Machines à bonheur : Edwards Bernays, neveu de Freud

A voir absolument, en 3 épisodes. Le quatrième est notre quotidien ! Ou Comment Edwards Bernays, le neveu de Sigmund Freud, devenu gourou du marketing comportementaliste, au profit de la sélection du moi consommateur (par les marques et le marketing de l’émotion), a recyclé des découvertes freudiennes au profit de la communication produit ! Cela vous a des accents orwelliens, avec un goût d’aujourd’hui prononcé… Il a su transformer le corps désirant (plus tard, cher à Deleuze) en machine à bonheur compensant ses petites amertumes.

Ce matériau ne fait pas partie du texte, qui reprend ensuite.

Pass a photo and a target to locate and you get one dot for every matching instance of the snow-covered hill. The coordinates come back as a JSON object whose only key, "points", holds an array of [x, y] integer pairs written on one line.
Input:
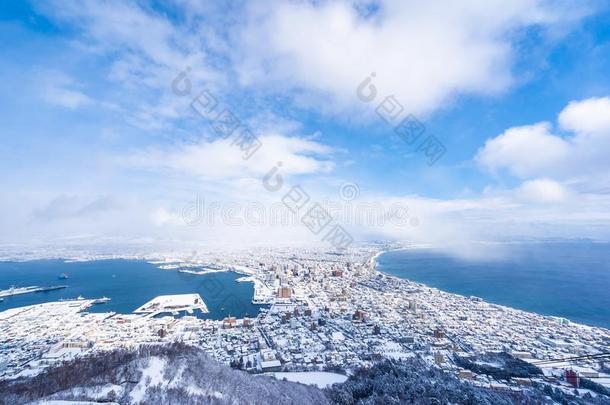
{"points": [[174, 374]]}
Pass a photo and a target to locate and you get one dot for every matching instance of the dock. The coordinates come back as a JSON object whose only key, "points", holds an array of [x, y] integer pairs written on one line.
{"points": [[173, 303]]}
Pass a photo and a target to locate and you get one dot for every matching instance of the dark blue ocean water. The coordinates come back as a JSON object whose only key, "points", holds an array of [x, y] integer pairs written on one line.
{"points": [[570, 280], [129, 284]]}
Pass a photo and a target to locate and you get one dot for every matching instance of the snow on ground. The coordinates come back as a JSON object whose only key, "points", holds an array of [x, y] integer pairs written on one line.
{"points": [[393, 350], [154, 371], [56, 402], [320, 378]]}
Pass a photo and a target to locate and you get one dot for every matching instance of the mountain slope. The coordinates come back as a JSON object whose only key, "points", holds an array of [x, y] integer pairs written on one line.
{"points": [[155, 375]]}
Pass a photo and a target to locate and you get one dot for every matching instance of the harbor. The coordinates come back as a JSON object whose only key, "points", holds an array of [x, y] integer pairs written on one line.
{"points": [[26, 290], [173, 304]]}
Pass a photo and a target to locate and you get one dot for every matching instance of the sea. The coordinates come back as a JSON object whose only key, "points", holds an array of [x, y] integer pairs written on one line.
{"points": [[564, 279], [128, 283]]}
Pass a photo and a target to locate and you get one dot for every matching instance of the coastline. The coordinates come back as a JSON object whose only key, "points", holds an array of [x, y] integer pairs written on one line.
{"points": [[376, 268]]}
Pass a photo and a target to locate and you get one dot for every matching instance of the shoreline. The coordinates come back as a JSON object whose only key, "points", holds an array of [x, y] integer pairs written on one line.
{"points": [[485, 300]]}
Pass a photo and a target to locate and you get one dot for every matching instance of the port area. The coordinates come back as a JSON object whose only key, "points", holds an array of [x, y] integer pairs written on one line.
{"points": [[173, 304], [26, 290]]}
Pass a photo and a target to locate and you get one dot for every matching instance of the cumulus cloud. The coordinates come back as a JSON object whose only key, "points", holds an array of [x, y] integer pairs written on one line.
{"points": [[220, 159], [539, 151], [422, 53]]}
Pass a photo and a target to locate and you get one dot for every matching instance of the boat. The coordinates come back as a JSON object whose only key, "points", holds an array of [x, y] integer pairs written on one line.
{"points": [[102, 300], [25, 290]]}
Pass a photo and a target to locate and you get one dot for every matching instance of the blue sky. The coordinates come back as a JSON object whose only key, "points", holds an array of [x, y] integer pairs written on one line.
{"points": [[96, 145]]}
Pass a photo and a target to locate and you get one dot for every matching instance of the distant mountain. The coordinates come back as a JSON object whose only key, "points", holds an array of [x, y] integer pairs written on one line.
{"points": [[175, 374]]}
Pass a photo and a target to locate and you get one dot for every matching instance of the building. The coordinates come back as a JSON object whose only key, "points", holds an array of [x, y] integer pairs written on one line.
{"points": [[284, 292]]}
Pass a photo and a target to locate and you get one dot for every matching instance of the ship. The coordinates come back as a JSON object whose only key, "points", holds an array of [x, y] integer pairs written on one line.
{"points": [[25, 290], [102, 300]]}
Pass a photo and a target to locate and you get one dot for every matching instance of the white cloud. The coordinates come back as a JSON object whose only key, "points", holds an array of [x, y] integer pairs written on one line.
{"points": [[535, 151], [60, 89], [524, 151], [542, 191], [221, 160], [591, 116], [422, 52]]}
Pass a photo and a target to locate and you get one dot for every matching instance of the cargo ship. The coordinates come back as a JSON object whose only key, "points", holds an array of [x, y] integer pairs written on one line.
{"points": [[26, 290]]}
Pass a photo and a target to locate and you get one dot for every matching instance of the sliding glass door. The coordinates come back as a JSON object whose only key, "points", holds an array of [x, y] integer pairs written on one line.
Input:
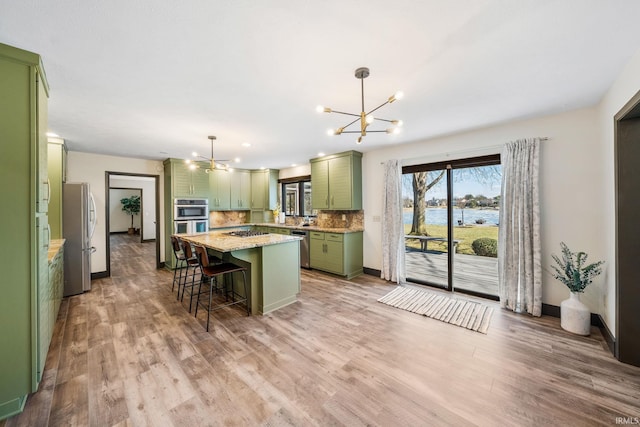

Et, son amer manque de thune !

Un bémol : On voudra bien pardonner quelques notes complotistes qui nous ennuient un peu, sur le fond de la forme.

La série n’est pas diffusée sur « Netflux » !

Le talent d’d’Edward Bernays est d’avoir su trouver des applications pratiques aux découvertes sur l’inconscient de son époque. Les théories de Gustave Le Bon sur la psychologie des foules, de Wilfred Trotter sur la psychologie sociale, et bien sûr celles de son oncle Freud sur la psychanalyse lui ont permis, aux côtés par exemple de Walter Lippmann, l’auteur de la Fabrique du consentement, d’industrialiser la manipulation de l’opinion publique à des fins économiques et politiques.

Sa femme et partenaire, Doris Fleischman, lui a vivement suggéré de ne pas utiliser le terme trop connoté de propagande pour leur commerce. Elle inventa, pour le remplacer, celui de relations publiques qui fait encore florès…

Documentaire d’Adam Curtis réalisé pour la BBC en 2002, retraçant, en 4 épisodes d’une heure, l’influence de la psychanalyse au fil du 20ème siècle, de la propagande d’Etat (l’invention des « relations publiques » qui constituent aujourd’hui encore le mode de communication des institutions dominantes) jusqu’à la recherche personnelle du bonheur et l’exacerbation de l’individualisme à visée commerciale et d’asservissement consenti des masses (l’invention du « consommateur »).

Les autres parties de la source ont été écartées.